To end Shake & Stir’s five-month tour of George Orwell’s classic 1984, the stage adaptation returns to QPAC for a welcomed second season until August 2.
1984 is the story of an every-day man, Winston Smith, who lives in a world run by a totalitarian government; ‘the party’, that doesn’t value individual rights and desires power purely for power’s sake. He is scared, bewildered, questioning his own memory and sanity. In short, he is experiencing what every liberal (small ‘L’ emphasised) minded Australian is currently feeling. Orwell’s Ministry of Love, where ‘thought criminals’ are taken to be tortured, and the Ministry of Truth, where the past is rewritten for government propaganda, eerily evokes Abbott calling himself Minister for Women and Minister for Indigenous Affairs. But I digress. In 1984’s terrifying political climate, where you can be arrested for an improper thought, Winston finds a forbidden love with an equally strong-minded woman, Julia, and together they find strength and the courage to join The Brotherhood rebellion.
Brian Probets is magnificent as Winston, capturing the character’s confusion, fear, anger, strength and hope in every moment of his performance. The use of Optikal Bloc’s intrusive multimedia surveillance projections to convey Winston’s inner-monologues worked wonderfully to highlight the use of technology in this futuristic (or not-so-futuristic…) society. It both distanced the audience from him, but also made every emotional nuance bigger and closer. Especially clever was the continuity between onstage action and projected ‘off-stage’ action.

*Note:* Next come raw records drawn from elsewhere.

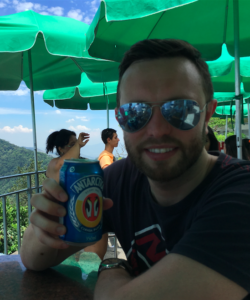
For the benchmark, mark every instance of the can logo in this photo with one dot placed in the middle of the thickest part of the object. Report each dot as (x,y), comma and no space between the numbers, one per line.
(85,208)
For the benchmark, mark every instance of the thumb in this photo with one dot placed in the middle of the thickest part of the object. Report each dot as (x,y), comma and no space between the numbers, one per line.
(107,203)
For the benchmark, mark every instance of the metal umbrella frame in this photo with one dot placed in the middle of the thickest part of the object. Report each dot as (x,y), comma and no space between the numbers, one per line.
(98,96)
(223,29)
(46,52)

Nelle Lee as Julia provides a glimpse of hope, sunshine, and respite in this bleak story. Ross Balbuziente as Parsons also provides some comic relief and is perhaps the reason for playing the role as more caricatured than the rest of the cast. And while his upbeat character was welcomed, it conversely stood out as not been grounded with the same naturalistic acting style as the rest of the cast.

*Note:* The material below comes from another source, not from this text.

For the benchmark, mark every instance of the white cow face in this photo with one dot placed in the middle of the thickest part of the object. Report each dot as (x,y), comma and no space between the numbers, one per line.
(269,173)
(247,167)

Nick Skubij in addition to some minor fill-in characters, was especially watchable in the role of Charrington, an unassuming antiques dealer. Replacing Hugh Parker from the original production as O’Brien, David Whitney fit well in the cast line-up, bringing an assumed strength and power to the role.
Josh McIntosh’s set design is fantastic. Bleak, grimy walls, like you’d see in a prison, toilet block or back alley, with a feature wall of television screens continually surveying, conveying propaganda, and generally interfering with the character’s lives. Only those in the high echelons of the party have the privilege of turning them off. Kudos also to Guy Webster’s unnerving soundscape and Jason Glenwright’s lighting design which alternated between the stark, no-where-to hide light of the real world, and the shadowy recesses of Winston’s rebellious mind. The spotlight scanning the audience as we took our seats was a nice touch.
This is not a lighthearted evening of entertainment, full of charm and mirth, but entertaining in the sense that you are fully engrossed in the characters and the concepts. A production that will shake and stir you to the core, 1984 should be mandatory viewing for all humans.
Shake & Stir’s 1984 will be playing at QPAC’s Cremorne Theatre until August 2.